Cabozantinib is a multikinase inhibitor of MET and VEGFR2. Results from an expansion cohort of a phase II trial showed antitumor activity at a dose of 100 mg/day, with impressive bone scan responses, pain reduction, and soft tissue disease regression, but at this dose, 84% of patients required dose reduction, de Bono explained.

The 40 mg/day of cabozantinib expansion cohort from the same phase II trial was launched with the hope of selecting an optimal dose and moving the drug forward to phase III trials.

Fifty-one patients with a median age of 66 years were enrolled in the expansion cohort. All patients had bone metastasis, and 31% had visceral metastasis. All had been treated with docetaxel, and 71% had two or more previous lines of therapy for metastatic disease. Fifty-three percent had pain scores of 4 or higher, and 45% were taking narcotics. All patients had ECOG performance status 0-1.

The primary endpoint was bone scan response, which is a computer-assisted technique to measure the number of pixels of uptake after normalizing the scan. De Bono noted that this is not a proven intermediate endpoint for survival.

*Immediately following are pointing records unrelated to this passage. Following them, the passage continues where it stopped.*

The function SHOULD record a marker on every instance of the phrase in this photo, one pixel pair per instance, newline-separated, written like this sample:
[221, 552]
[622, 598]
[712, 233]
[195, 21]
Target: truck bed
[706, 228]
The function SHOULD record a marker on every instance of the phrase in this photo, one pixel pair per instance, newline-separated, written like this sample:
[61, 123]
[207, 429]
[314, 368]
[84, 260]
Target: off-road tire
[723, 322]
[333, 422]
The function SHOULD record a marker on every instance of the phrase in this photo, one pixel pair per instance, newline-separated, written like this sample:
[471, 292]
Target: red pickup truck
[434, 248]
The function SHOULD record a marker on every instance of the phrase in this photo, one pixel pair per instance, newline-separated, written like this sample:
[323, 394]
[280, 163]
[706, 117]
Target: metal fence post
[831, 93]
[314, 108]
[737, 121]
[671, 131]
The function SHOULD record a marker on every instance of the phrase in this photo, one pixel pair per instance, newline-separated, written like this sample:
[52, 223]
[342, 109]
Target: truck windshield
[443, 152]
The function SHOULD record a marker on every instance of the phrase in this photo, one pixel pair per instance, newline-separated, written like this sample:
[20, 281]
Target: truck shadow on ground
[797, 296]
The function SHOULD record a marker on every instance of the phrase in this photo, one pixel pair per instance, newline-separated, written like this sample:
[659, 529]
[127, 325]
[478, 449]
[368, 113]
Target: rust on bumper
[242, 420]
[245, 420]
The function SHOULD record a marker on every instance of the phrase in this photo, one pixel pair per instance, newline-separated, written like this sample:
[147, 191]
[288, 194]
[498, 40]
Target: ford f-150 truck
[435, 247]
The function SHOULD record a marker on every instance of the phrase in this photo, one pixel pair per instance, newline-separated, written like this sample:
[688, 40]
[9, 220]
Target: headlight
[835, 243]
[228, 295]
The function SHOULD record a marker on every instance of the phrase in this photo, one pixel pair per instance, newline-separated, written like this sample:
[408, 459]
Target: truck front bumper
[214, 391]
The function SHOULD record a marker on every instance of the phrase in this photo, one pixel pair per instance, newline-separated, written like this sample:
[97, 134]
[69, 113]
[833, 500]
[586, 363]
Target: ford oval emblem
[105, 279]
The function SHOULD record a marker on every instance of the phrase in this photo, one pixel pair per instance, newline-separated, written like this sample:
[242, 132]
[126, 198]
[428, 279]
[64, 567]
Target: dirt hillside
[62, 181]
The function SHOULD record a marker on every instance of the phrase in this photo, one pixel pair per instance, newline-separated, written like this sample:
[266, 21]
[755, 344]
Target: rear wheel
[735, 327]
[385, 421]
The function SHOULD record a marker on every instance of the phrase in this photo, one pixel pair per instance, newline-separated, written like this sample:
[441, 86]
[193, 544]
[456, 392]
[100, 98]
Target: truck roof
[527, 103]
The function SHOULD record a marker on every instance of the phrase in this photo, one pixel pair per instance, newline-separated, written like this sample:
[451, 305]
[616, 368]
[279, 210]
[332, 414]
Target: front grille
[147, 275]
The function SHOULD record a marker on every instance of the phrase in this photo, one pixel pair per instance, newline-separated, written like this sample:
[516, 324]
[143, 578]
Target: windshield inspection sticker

Other endpoints were progression-free survival, pain severity and narcotic use, and safety and tolerability. Median treatment duration was 4.7 months.

Almost half the patients (49%) had a 30% or more decrease in uptake, and 29% had stable disease on bone scan. On RECIST, response rate was 10%, and about 71% had stable disease.

In 26 patients with a baseline pain score of 4 or higher, 69% had at least a 30% reduction in pain, and narcotic use was decreased in 58% of patients.

The most frequently reported adverse events were fatigue, anorexia, and slight increase in thromboembolism.

“Fatigue is a significant issue [with this drug], and venous thromboembolism is an issue. Fatigue is probably the main issue that would necessitate dose reduction. It is not clear why this drug causes so much fatigue,” de Bono said.

“Selecting a single best dose of this drug for all patients, as with many cancer drugs, is a critically important issue due to interpatient pharmacokinetic variability. Perhaps in the future we should dose escalate in each individual patient to achieve an individualized best dose for each patient, for such targeted anticancer drugs. Nevertheless, this drug’s best dose is higher than 10 to 20 mg where it is less active, and lower than 100 mg where it is too toxic and ranges between 40 and 60 mg overall,” de Bono said during the discussion period following his presentation.

De Bono JS, Smith MR, Rathkopf DE, et al. Cabozantinib (XL 184) at 40 mg in patients with metastatic castration resistant prostate cancer (mCRPC): results of a phase 2 nonrandomized expansion cohort (NRE). Presented at: 37th European Society for Medical Oncology Congress; September 28-October 2, 2012; Vienna, Austria. Abstract 897O.